What is Reddit WallStreetBets? ›

The WallStreetBets subreddit is a prime example of the social investing phenomenon, where average people with brokerage accounts — called retail investors — meet online to discuss stock trading strategies.

What is herd behavior commonlit answers? ›

[1]The term “herd behavior” comes from the behavior of animals in herds, particularly when they are in a dangerous situation such as escaping a predator. All of the animals band closely together in a group and, in panic mode, move together as a unit.

What is the main idea of herd behavior? ›

Herd behavior in humans is a social behavior that is caused when individuals subjugate their individual will, thoughts, and behaviors to the majority, the group, or herd. Herding does not require a leader; it just requires individuals coming together at the same time to act.

How to test herding behavior? ›

A Herding Instinct Test (HIT) is a simple test to determine whether or not your dog has the "instinct" required for herding. You cannot "make" a dog herd -- he has to want to do it. In the actual test, your dog is carefully introduced to a small flock of 3 sheep that are accustomed to working with dogs.

How do you overcome herd behavior? ›

Self-awareness, diverse information sources and an ability to align personal and professional values with driving motivations and a sense of purpose are all keys to defeating the herd mentality.
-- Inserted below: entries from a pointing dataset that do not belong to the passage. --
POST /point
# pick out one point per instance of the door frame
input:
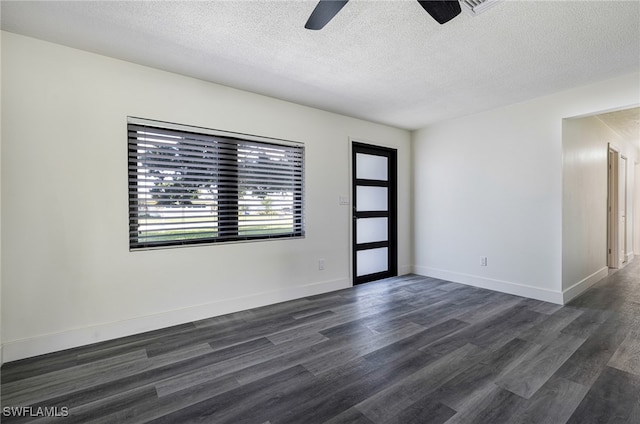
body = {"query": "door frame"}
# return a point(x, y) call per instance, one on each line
point(392, 233)
point(613, 206)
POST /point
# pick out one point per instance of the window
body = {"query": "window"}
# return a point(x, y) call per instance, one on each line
point(192, 185)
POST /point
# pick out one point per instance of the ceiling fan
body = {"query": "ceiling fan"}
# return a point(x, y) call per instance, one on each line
point(440, 10)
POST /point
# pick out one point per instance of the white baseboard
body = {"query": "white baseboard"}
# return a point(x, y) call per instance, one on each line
point(492, 284)
point(405, 269)
point(582, 285)
point(47, 343)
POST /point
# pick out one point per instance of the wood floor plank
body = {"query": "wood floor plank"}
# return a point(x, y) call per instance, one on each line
point(554, 403)
point(586, 364)
point(393, 400)
point(526, 378)
point(495, 406)
point(612, 398)
point(469, 386)
point(627, 356)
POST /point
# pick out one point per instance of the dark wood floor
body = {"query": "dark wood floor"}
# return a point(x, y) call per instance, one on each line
point(405, 350)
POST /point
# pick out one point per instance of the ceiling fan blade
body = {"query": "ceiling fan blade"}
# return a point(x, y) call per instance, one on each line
point(325, 11)
point(442, 10)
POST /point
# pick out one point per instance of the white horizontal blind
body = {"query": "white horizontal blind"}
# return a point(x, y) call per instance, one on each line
point(189, 186)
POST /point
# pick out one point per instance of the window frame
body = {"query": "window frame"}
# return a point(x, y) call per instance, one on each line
point(231, 230)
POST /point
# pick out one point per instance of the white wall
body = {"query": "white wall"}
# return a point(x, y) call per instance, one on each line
point(584, 207)
point(490, 184)
point(68, 276)
point(1, 342)
point(636, 207)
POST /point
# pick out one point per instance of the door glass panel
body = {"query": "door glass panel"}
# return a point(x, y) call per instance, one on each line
point(371, 198)
point(371, 167)
point(372, 261)
point(372, 229)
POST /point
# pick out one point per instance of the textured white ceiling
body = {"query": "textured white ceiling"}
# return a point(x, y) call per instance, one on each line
point(624, 122)
point(384, 61)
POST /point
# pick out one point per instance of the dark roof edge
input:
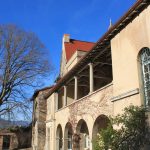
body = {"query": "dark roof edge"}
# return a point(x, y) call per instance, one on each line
point(138, 7)
point(36, 92)
point(81, 41)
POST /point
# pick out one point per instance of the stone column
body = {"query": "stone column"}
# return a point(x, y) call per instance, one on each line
point(91, 77)
point(76, 88)
point(65, 96)
point(1, 142)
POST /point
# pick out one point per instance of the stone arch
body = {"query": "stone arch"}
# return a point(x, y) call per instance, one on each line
point(68, 134)
point(59, 138)
point(83, 131)
point(101, 122)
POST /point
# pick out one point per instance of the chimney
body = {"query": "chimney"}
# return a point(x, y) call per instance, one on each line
point(66, 38)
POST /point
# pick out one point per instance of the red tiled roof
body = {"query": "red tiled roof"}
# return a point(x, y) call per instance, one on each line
point(74, 45)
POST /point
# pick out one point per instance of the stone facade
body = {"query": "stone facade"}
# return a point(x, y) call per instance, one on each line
point(8, 140)
point(101, 84)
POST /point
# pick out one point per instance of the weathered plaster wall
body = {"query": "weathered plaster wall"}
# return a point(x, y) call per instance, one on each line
point(125, 49)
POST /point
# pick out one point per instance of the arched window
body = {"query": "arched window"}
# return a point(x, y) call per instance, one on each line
point(145, 65)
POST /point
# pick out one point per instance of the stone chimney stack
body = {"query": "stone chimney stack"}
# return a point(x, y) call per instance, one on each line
point(66, 38)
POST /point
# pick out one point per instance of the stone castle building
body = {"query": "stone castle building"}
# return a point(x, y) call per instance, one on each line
point(96, 80)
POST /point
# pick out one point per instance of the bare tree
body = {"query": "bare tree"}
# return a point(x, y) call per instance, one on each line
point(23, 63)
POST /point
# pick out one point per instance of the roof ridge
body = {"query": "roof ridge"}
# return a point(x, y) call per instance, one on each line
point(82, 41)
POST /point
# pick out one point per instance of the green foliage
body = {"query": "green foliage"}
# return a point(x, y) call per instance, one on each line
point(127, 131)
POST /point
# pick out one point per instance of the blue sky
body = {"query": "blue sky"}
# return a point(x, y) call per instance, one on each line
point(83, 19)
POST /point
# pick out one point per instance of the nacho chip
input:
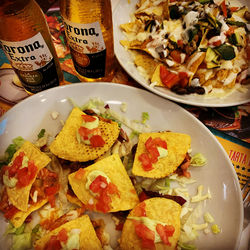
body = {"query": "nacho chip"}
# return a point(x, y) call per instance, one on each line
point(74, 200)
point(160, 210)
point(19, 197)
point(67, 147)
point(18, 219)
point(113, 168)
point(146, 62)
point(195, 60)
point(177, 146)
point(87, 238)
point(132, 27)
point(156, 78)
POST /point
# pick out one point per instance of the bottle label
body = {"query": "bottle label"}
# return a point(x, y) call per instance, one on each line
point(87, 48)
point(33, 63)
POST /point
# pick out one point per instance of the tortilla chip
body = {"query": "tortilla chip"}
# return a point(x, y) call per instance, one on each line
point(67, 147)
point(19, 197)
point(88, 237)
point(74, 200)
point(132, 27)
point(156, 79)
point(177, 145)
point(114, 169)
point(160, 209)
point(18, 219)
point(147, 62)
point(195, 60)
point(149, 9)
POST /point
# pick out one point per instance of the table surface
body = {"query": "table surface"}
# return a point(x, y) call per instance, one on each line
point(232, 141)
Practice these skills and you soon find yourself rising above the rest.

Is herd behavior positive or negative? ›

While in some situations, adopting the herd mentality can be a beneficial survival strategy, herd behavior has not been well-adapted for modern 'artificial' contexts and can lead to negative consequences.
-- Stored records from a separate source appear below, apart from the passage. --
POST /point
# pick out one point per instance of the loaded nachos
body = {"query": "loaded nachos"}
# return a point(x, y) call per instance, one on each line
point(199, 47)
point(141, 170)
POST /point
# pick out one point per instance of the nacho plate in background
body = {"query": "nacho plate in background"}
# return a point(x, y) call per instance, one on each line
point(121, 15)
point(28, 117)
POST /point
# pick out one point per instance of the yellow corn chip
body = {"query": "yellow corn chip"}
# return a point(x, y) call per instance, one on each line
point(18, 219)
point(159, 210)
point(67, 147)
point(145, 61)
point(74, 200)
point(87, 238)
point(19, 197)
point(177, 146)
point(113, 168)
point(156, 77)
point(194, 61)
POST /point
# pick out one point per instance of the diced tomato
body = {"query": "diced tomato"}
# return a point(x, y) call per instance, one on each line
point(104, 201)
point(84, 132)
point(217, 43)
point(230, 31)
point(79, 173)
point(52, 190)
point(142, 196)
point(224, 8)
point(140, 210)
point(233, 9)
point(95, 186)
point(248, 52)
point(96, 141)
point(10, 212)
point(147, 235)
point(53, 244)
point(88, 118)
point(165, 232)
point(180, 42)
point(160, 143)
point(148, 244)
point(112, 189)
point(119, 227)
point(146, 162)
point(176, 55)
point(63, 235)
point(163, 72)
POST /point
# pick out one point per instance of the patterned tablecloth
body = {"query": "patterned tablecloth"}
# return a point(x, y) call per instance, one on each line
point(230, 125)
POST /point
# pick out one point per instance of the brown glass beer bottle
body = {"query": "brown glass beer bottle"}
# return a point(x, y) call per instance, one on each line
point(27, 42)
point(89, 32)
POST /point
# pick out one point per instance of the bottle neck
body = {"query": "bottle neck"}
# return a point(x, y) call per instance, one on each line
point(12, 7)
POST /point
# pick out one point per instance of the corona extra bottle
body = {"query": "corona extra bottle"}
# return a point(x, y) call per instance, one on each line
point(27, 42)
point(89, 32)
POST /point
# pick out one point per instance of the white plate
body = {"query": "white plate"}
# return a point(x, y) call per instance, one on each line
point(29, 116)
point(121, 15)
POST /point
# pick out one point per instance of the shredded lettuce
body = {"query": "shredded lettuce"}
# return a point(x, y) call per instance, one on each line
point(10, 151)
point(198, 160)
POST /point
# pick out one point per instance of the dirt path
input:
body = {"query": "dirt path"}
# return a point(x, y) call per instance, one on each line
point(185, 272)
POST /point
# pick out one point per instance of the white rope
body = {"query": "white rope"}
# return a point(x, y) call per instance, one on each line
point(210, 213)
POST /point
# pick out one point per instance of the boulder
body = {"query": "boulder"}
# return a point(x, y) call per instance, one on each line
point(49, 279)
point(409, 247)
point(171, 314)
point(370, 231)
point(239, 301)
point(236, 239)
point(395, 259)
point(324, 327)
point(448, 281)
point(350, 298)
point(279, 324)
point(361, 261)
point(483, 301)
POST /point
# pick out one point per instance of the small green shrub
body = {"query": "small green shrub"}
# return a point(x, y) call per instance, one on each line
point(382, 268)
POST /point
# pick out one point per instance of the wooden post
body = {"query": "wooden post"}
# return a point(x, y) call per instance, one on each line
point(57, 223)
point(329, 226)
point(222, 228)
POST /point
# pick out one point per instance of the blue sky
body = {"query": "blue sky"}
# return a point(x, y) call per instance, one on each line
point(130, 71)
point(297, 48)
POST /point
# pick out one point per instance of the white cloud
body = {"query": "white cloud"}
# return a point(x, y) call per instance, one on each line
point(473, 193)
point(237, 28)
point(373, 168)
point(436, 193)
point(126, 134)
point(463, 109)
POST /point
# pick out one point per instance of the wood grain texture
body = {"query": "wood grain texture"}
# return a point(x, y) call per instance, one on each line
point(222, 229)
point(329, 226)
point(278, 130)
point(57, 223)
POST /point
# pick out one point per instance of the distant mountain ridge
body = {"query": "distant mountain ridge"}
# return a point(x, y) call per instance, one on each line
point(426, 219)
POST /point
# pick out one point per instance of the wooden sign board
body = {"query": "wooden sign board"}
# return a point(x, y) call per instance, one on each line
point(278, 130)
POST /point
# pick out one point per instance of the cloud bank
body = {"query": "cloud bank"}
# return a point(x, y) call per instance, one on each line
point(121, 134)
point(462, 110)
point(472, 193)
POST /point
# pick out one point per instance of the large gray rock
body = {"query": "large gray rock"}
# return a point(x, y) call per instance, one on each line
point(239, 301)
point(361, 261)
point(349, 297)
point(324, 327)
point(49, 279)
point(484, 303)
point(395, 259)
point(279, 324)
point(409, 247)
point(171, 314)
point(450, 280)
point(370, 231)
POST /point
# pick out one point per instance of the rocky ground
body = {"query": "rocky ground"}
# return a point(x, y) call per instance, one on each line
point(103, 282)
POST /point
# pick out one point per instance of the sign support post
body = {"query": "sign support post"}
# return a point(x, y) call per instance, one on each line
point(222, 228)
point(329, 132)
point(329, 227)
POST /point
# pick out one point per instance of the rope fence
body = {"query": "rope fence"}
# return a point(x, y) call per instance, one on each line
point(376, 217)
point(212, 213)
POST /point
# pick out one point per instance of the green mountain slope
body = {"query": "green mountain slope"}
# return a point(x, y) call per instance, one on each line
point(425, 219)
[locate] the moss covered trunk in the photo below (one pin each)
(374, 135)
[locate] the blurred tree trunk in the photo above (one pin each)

Is Wallstreetbets still relevant? ›

Over time, r/wallstreetbets subscriber base continued to grow. At the end of 2022, WallStreetBets' subscriber count had risen to 13.3 million, with the 10th highest comments-per-day of any subreddit. Among the most prominent of r/wallstreetbets subscribers: Turing Pharma CEO Martin Shkreli.
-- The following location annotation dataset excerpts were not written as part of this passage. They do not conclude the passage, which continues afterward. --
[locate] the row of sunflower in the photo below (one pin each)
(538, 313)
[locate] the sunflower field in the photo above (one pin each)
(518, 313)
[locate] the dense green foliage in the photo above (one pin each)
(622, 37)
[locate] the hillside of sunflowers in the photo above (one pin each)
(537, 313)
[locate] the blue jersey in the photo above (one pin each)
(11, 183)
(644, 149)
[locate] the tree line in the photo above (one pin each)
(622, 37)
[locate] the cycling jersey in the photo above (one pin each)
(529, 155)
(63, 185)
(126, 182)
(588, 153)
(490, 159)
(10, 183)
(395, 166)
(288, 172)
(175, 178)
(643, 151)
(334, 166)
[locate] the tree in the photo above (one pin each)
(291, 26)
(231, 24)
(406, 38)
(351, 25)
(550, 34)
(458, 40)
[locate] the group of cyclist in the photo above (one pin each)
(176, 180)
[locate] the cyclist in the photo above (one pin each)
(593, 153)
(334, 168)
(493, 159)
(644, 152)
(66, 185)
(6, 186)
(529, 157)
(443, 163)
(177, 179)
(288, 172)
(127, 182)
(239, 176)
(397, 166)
How much did Keith Gill make on GameStop? ›

The profit on Keith Gill's GameStop trades

It consisted of two parts: 5 million shares of GameStop stock purchased for $21.27, worth approximately $116 million at the time of the post. 120,000 June 2024 $20 call options purchased for about $5.68, worth nearly $66 million at the time of the post.

What is the point of Wallstreetbets? ›

WallStreetBets (WSB) - a subreddit dedicated to conversations about options trading and stocks, often referred to simply as /r/wallstreetbets.

What is the psychology behind herd mentality? ›

What Is Herd Mentality? In simple terms, herd mentality is a decision-making behavior. Studies show that it takes only 5% of individuals to influence 95% of the group, who follow without realizing it. This bias means we tend to follow people who seem more informed than us.

What makes animals run in herds? ›

One of the most important features of a herd is that individual members benefit from group living for many reasons. Safety in numbers. Catching one animal is much harder when there are dozens, perhaps even hundreds, of similar animals nearby.

How is herd behavior used in Animal Farm? ›

Explanation: One example of herd mentality in 'Animal Farm' is when the animals unquestioningly adopt the habit of eating cows or pigs. This can be seen in the attitudes of the animals who follow the rules of the pigs, without questioning their own behavior.